The real risk we need to face, the real hazard we must brave, is already
present long before we launch the airplane, climb the mountain, shoot
the rapids — or paint the picture, plant the flower, or whatever mode of
searching we embrace. The bear we’re hunting is already within reach. He
is waiting, neither fleeing nor hiding. We will find him when we are
ready. First, we have to look in all the wrong places. If we learn to
look attentively, we will learn, finally, to look inside.
Paul J. Sampson
What can we gain by sailing to the Moon if we are not able to cross the abyss that separates us from ourselves? This is the most important of all voyages of discovery, and without it, all the rest are not only useless, but disastrous.
Thomas Merton
There are things I can’t force. I must adjust. There are times when the greatest change needed is a change of my viewpoint.
C. M. Ward
Your battles inspired me — not the obvious material battles but those that were fought and won behind your forehead.
James Joyce
There is only one journey. Going inside yourself.
Rainer Maria Rilke
Real inner peace and inner satisfaction ultimately depends on our mental attitude.
Dalai Lama
At the controls of a small, high-performance aircraft day in and day out, you reach a point of oneness with the plane. Some people would call that the Zen of flying, but that’s too deep for me. You’re just a part of the plane, not separate from it, as if you are the brain and it is the body, doing some things you don’t have to think about, like breathing, and other things that are converted from thought to action in an instant.
John Glenn
To be ‘unhampered by senses and intellect’ is to dwell openly within
the world of the creative imagination. The master of a traditional art
represents this state where action and creation spring effortlessly ‘out
of formlessness and soundlessness.’ Paradoxically, this state is reached
when unrelenting discipline and practice have purged the rituals of the
traditional art from the interference of both senses and intellect, so
that the ‘isness’ of the simplest act, such as preparing one’s clay for
the wheel, contains all that there is to being in the universe.

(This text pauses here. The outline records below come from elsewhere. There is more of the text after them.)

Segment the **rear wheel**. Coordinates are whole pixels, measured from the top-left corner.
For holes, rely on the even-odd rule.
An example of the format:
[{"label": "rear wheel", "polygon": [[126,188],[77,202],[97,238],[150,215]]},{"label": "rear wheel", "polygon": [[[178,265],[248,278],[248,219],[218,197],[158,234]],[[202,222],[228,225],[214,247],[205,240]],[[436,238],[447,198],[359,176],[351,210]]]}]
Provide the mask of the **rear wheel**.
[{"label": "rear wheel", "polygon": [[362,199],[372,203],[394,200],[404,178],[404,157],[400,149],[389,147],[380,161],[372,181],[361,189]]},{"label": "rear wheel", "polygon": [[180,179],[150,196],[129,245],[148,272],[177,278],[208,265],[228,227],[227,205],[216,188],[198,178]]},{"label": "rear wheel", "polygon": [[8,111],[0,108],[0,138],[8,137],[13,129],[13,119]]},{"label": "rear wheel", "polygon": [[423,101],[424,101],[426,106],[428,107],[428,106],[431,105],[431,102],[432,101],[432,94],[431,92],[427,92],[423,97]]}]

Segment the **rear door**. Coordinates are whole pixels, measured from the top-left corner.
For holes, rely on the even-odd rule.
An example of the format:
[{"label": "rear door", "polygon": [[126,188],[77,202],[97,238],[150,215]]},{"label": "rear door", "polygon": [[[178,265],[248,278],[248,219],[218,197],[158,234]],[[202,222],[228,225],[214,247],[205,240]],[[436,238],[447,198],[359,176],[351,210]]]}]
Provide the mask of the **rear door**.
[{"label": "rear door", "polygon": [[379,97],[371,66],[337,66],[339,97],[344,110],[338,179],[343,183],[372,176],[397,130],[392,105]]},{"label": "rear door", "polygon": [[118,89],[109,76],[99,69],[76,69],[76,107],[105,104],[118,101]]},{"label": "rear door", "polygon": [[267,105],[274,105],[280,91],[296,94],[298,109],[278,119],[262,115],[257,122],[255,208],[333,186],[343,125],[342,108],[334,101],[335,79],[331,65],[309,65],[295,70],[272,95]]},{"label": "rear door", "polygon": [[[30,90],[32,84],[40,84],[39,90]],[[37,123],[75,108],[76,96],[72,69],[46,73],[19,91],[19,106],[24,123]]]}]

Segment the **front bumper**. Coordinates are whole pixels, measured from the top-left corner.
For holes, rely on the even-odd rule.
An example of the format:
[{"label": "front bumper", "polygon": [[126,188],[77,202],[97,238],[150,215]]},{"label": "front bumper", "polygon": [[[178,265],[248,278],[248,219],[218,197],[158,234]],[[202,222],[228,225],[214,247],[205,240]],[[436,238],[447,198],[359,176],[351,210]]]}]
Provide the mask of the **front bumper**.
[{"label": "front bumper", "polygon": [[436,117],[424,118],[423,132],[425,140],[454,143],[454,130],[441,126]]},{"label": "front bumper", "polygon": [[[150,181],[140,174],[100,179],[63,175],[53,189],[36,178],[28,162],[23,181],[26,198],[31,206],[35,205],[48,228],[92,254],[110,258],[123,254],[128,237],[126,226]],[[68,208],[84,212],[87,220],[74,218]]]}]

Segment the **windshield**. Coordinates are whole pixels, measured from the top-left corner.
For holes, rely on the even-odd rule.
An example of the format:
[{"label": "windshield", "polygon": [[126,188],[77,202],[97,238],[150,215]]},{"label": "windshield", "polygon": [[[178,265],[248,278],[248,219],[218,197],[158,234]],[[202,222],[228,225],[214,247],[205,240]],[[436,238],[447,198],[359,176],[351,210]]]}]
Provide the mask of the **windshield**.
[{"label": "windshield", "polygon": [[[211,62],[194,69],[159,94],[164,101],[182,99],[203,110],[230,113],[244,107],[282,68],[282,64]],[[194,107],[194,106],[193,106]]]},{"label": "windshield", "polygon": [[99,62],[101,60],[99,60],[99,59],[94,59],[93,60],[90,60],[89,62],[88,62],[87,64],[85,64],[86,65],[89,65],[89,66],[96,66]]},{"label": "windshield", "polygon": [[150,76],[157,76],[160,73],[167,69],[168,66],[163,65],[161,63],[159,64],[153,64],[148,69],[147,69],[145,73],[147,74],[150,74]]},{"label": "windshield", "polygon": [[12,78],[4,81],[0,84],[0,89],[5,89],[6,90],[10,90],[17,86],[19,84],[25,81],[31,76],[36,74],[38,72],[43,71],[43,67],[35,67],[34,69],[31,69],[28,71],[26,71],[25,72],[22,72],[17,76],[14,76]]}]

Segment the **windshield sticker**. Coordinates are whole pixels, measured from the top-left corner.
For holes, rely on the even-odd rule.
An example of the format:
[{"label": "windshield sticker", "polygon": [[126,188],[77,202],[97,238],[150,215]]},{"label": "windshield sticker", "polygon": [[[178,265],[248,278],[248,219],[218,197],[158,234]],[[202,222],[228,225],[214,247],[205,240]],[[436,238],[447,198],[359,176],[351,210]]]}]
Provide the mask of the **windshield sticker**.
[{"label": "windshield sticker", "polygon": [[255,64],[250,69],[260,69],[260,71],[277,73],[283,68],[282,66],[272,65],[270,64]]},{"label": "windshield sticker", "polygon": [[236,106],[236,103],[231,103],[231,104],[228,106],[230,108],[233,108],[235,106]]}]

The master thus draws the apprentice slowly away from preconceived
ideas, theories, and even history, toward life as fullness of present
action. This profound lesson cannot be communicated orally, in the
didactic or philosophical mode. We can know and share much more than we
can say. In addition to head knowledge, there is hand knowledge, eye
knowledge, and heart knowledge; and heart, eye, and hand fuse through
selfless practice and example.
Kenneth Beittel
A thoughtfully flown traffic pattern; a perfect holding pattern entry; one of those greaser landings rewarded with the simultaneous chirp-chirp of the main gear just as the sun sets on a calm summer evening; a quiet no-bounce wheel landing on turf. Don’t tell me there’s no art in aviation.
Thomas B. Haines
Art is neither a profession nor a hobby. Art is a Way of being.
Frederick Franck
A lot of men fish all of their lives without ever realizing that fish isn’t really what they’re after.
Michael Baughman
Paraphrasing Henry David Thoreau.
Art enables us to find ourselves and lose ourselves at the same time.
Thomas Merton
I think all art is about control — the encounter between control and the uncontrollable.
Richard Avedon
A night flight, almost over, with the blinking beacon of the home field already in sight, and overhead stars and stars. A good time to not think; to sit quietly, doing nothing. To be here now. No present or future, no self, no coming or going, origin or destination. Lights, a roar, a dipping wing, the chirp of a tire: let go of it all, and it will all go smoothly by itself.